As a nation, we have over time and at different times discriminated against or villified certain classes of people, openly and without public censure or any legal consequence. These have included Chinese and all other Asian peoples (through the White Australia Policy), as well as Aboriginals, the post World War Two migrants (particularly the Greeks and Italians), single mothers, the Vietnamese, Muslims, boat people, gays and lesbians, and Catholics and Jews.
It is, however, not currently politically, socially or legally acceptable to openly disparage or discriminate against any person in Australia on the basis of any such personal characteristic.
The same cannot be said of prisoners. They remain as a group, and without any consideration of the personal history or background of any individual prisoner, fair game not only for poll driven law and order political campaigns but more generally. It is disappointing too that when prisoners are treated with contempt and without compassion or regard for even their basic health needs even, the broader community turns its back.
I will use one current topical example: the proposal to introduce a needle and syringe service into the Alexander Maconochie Centre. The idea is simple. Illicit drugs regularly find their way into the prison, as they do in all prisons. Clean needles are not available in the prison. So the prisoners share dirty needles. Most prisoners have a pre-existing drug addiction. Many, up to 65%, have Hepatitis C and it would not be unusual for some of them to have AIDS.

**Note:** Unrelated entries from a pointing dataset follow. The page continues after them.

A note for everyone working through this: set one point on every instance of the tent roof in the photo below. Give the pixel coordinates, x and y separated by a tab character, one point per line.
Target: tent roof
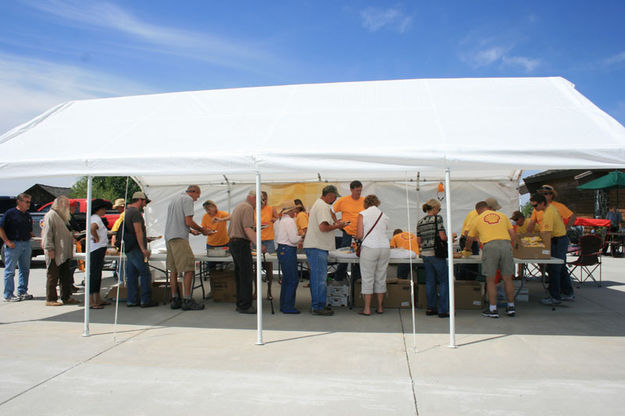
480	128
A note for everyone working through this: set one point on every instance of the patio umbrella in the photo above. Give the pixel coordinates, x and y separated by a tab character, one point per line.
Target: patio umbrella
614	179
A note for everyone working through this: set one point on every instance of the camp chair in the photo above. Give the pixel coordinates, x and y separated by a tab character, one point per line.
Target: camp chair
589	260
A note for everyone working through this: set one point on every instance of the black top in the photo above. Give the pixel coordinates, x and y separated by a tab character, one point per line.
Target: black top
17	224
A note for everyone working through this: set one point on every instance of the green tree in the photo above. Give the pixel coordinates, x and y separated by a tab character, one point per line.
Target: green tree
105	187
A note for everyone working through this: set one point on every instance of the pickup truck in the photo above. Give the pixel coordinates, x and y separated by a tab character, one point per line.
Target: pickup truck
80	214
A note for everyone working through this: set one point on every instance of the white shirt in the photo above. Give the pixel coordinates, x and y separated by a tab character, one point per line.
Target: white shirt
102	234
286	231
378	238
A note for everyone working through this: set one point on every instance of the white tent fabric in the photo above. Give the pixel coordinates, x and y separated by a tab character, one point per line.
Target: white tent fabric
479	128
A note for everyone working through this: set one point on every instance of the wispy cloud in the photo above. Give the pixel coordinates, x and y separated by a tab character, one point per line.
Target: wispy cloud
374	19
482	51
32	86
155	35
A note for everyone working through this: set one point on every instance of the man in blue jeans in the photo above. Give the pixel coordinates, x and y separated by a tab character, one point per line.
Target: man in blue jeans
318	242
137	253
16	230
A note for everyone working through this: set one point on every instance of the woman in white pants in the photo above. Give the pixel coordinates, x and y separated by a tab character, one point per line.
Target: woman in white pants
373	229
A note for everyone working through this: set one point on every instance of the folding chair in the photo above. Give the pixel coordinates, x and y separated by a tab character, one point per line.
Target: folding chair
589	260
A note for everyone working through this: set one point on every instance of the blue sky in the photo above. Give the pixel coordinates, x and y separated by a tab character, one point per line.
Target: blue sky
53	51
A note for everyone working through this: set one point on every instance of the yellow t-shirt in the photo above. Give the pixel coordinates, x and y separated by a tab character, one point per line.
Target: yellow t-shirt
118	222
564	212
552	221
406	241
522	229
266	218
301	220
220	238
489	226
349	209
466	225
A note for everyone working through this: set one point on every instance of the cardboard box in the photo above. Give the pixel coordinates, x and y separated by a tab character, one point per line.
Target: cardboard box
532	245
223	286
397	295
469	294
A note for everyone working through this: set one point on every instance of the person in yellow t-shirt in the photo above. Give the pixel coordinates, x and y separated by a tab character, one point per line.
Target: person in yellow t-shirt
349	206
407	241
568	216
216	221
495	232
301	218
560	287
268	215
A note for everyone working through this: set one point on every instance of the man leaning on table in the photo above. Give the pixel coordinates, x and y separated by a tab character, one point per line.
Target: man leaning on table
560	287
495	232
242	237
180	257
318	242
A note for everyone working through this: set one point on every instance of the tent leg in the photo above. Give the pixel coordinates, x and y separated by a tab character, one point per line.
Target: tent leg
450	265
259	281
87	256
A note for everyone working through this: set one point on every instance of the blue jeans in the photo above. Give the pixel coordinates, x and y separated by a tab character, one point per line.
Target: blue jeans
318	261
559	279
137	267
287	256
436	271
341	269
16	257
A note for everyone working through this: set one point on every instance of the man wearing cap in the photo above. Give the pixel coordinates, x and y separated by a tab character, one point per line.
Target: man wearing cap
137	253
16	230
349	206
287	238
242	238
568	217
495	232
180	257
318	242
560	287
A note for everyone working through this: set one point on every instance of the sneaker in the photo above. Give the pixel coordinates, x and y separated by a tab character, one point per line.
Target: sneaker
150	304
490	314
175	303
53	303
510	311
191	305
323	312
550	301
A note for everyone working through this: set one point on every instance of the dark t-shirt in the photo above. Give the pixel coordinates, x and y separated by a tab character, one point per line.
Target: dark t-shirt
132	216
17	225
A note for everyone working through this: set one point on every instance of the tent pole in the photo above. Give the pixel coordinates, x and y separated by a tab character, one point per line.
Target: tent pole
87	256
259	281
412	299
450	265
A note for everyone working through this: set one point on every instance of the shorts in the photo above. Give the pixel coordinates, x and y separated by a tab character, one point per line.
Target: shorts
180	258
271	247
497	254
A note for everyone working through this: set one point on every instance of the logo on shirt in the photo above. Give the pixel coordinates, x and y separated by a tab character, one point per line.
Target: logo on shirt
491	219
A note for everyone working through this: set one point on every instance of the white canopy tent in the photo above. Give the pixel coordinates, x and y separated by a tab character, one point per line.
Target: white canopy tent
469	129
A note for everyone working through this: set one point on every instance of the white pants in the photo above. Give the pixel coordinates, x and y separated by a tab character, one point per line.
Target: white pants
373	265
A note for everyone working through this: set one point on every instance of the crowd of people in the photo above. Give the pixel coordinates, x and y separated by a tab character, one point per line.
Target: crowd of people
285	228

The evidence is incontrovertible that clean needles prevent the spread of these major life threatening diseases. It is not alarmist to suggest that at some time a prisoner at the Alexander Maconochie Centre will contract, from a dirty needle, a major blood borne disease and die from it.
Clean needles are, of course, available throughout Canberra to prevent this occurring and to protect the general community. Surveys of community attitudes suggest that well over 70% of Canberrans support the needle exchange program.
The clearly accepted political wisdom is that there are no votes in prison reform or in defending prisoners’ rights.
The ACT Government is considering expanding the needle exchange program to include the prison.
The Community and Public Sector Union (CPSU), the largest union in the ACT, represents not only prison officers and those employed at the prison but indeed all clerical staff in the Territory’s public service. It is almost certain that up to 75% of the CPSU membership, which is highly reflective of the Canberra population, supports the needle exchange program. The union, however, does not believe that prisoners, the most at risk drug users in society, should be provided with clean needles. The CPSU is affiliated to the Australian Labor Party (ALP). It is in fact the largest affiliated union and now dominates the Left faction within the ALP. It is probable that in excess of 75% of the ACT’s ALP membership supports the needle exchange program and I had always taken it as a given that the whole of the Left faction supported the program.
Yet at this stage it appears that the CPSU veto will succeed. It will succeed, disappointingly and perhaps tragically, despite three quarters of its own membership, of its faction, and of the ACT Branch of the ALP, to which it is affiliated, not agreeing with it, and thus a supposedly progressive union will succumb to a base, historic national characteristic that I had hoped we had outgrown.
Jon Stanhope is a Professorial Fellow at the Institute of Governance, University of Canberra, having stepped down after a decade as ACT Chief Minister in May 2011. Prior to being elected to the ACT Legislative Assembly, he was an adviser to federal opposition leader Kim Beazley and chief of staff to Attorney-General Michael Lavarch.